While cataracts cannot be prevented from developing or slowed down from progressing once they appear, they can be easily treated with surgery.
The Fred Hollows Foundation says it’s crucial that people have regular eye checks, something Indigenous Australians are less likely to do.
“Aboriginal and Torres Strait Islander people don’t have a history or a regime of getting their eyes tested. We know that around 30 per cent of Aboriginal and Torres Strait Islander adults have never had an eye test in their adult life. So if people can’t get diagnosed then they can’t get the treatment that they need. But then we also know that for remote and regional patients getting into surgery in terms of transport and location can be quite troublesome.”
Alexander Dennis is a resident of the NSW town of Walgett.
He was in his 40s when he began to lose his sight, but it wasn’t until three years ago that his vision became so impaired that he had to stop one of his greatest loves – playing music.
Now in his 50s, Alexander Dennis was one of 30 Indigenous patients to recently have cataract surgery at Bourke Hospital in outback NSW.
His surgery was performed as part of a pilot program run by the Outback Eye Service, The Fred Hollows Foundation, and funded by the NSW Department of Health.
He described the impact of the surgery on the Foundation’s website.
“The doctors told me that I need to go get the cataracts off my eyes because it was very hard for me to see. I couldn’t drive, I couldn’t cook which is terrible because I like cooking. When I took my pad off my eye it was magic. I’m getting teary. I saw my wife, first. I just wanted to see her beautiful face and colours I could see the colours, green trees it was pretty amazing.”
Konrad Pesudovs is the Foundation Chair of Optometry and Vision Science at Flinders University in South Australia.
He says there have been various funding programs in place over the years to deliver cataract surgery to remote communities, but distance still means many people in remote Aboriginal communities fail to get treatment in a timely manner.

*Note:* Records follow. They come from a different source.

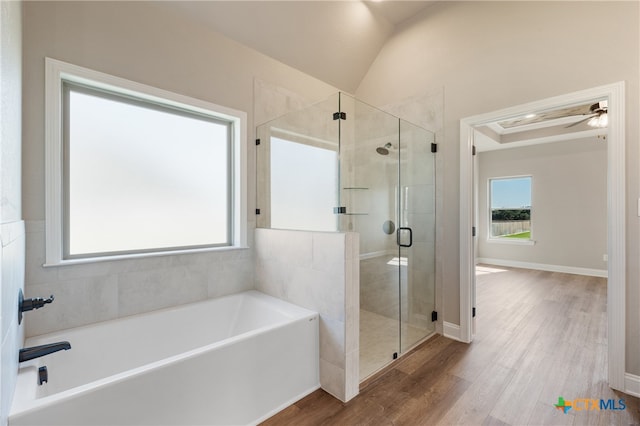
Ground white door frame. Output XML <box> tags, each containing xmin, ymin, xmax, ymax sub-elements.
<box><xmin>460</xmin><ymin>81</ymin><xmax>626</xmax><ymax>391</ymax></box>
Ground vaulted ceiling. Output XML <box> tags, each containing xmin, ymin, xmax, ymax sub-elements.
<box><xmin>156</xmin><ymin>0</ymin><xmax>435</xmax><ymax>93</ymax></box>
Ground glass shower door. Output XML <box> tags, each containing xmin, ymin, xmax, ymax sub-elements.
<box><xmin>397</xmin><ymin>120</ymin><xmax>436</xmax><ymax>352</ymax></box>
<box><xmin>340</xmin><ymin>94</ymin><xmax>400</xmax><ymax>379</ymax></box>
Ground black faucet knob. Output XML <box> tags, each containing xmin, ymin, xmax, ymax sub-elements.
<box><xmin>18</xmin><ymin>289</ymin><xmax>54</xmax><ymax>324</ymax></box>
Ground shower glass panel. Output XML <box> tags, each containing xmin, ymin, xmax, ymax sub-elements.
<box><xmin>256</xmin><ymin>93</ymin><xmax>435</xmax><ymax>380</ymax></box>
<box><xmin>340</xmin><ymin>95</ymin><xmax>400</xmax><ymax>379</ymax></box>
<box><xmin>398</xmin><ymin>120</ymin><xmax>436</xmax><ymax>352</ymax></box>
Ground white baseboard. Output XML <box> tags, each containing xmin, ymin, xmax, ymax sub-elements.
<box><xmin>442</xmin><ymin>321</ymin><xmax>462</xmax><ymax>342</ymax></box>
<box><xmin>624</xmin><ymin>373</ymin><xmax>640</xmax><ymax>398</ymax></box>
<box><xmin>476</xmin><ymin>257</ymin><xmax>608</xmax><ymax>278</ymax></box>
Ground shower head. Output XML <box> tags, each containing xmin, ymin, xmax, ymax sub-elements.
<box><xmin>376</xmin><ymin>142</ymin><xmax>393</xmax><ymax>155</ymax></box>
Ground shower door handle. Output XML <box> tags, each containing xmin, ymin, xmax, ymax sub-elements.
<box><xmin>396</xmin><ymin>228</ymin><xmax>413</xmax><ymax>247</ymax></box>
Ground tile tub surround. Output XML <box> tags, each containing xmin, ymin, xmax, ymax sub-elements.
<box><xmin>255</xmin><ymin>229</ymin><xmax>360</xmax><ymax>402</ymax></box>
<box><xmin>25</xmin><ymin>221</ymin><xmax>254</xmax><ymax>337</ymax></box>
<box><xmin>0</xmin><ymin>221</ymin><xmax>29</xmax><ymax>425</ymax></box>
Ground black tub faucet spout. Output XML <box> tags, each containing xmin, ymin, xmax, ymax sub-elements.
<box><xmin>18</xmin><ymin>342</ymin><xmax>71</xmax><ymax>362</ymax></box>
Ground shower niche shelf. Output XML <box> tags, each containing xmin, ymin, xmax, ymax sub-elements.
<box><xmin>342</xmin><ymin>186</ymin><xmax>369</xmax><ymax>216</ymax></box>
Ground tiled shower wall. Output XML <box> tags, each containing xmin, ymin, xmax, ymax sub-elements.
<box><xmin>0</xmin><ymin>1</ymin><xmax>25</xmax><ymax>426</ymax></box>
<box><xmin>255</xmin><ymin>229</ymin><xmax>360</xmax><ymax>401</ymax></box>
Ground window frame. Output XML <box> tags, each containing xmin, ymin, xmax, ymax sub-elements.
<box><xmin>44</xmin><ymin>58</ymin><xmax>247</xmax><ymax>266</ymax></box>
<box><xmin>487</xmin><ymin>175</ymin><xmax>536</xmax><ymax>245</ymax></box>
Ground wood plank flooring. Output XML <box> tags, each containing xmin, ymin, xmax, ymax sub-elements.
<box><xmin>263</xmin><ymin>266</ymin><xmax>640</xmax><ymax>426</ymax></box>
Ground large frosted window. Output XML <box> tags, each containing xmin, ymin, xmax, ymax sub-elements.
<box><xmin>63</xmin><ymin>83</ymin><xmax>232</xmax><ymax>258</ymax></box>
<box><xmin>271</xmin><ymin>137</ymin><xmax>338</xmax><ymax>231</ymax></box>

“There are a number of barriers to delivery. The primary one is remote location. A lot of indigenous Australians that are more than 1000km away from the nearest place where they could have cataract surgery, for example and other interventions. So the delivery of surgical interventions is essentially extremely difficult for those people. There are services that exist that fly people in for surgery and bring them in by road and so forth, but you need to get in a number of steps in a process lined up to ensure that these things occur. There’s quite a lot of qualitative research that’s been done around barrier to health care. These sort of things are substantial and they definitely affect the prevalence that we see.”
But Konrad Pesudovs says even when performed at a later stage, cataract surgery remains one of the major success stories of modern medicine.
“It’s one of the miracles of the 20th Century, that we now enjoy in the 21st Century. It’s extremely successful, it’s incredibly predictable. It is serious surgery where it’s possible to go blind but it’s so rare, that minor complications occur, and incredibly rare that serious complications occur . However in order to achieve those success rates you need a proper surgical suite. So that’s why it’s so difficult to have a mobile surgical delivery for example.”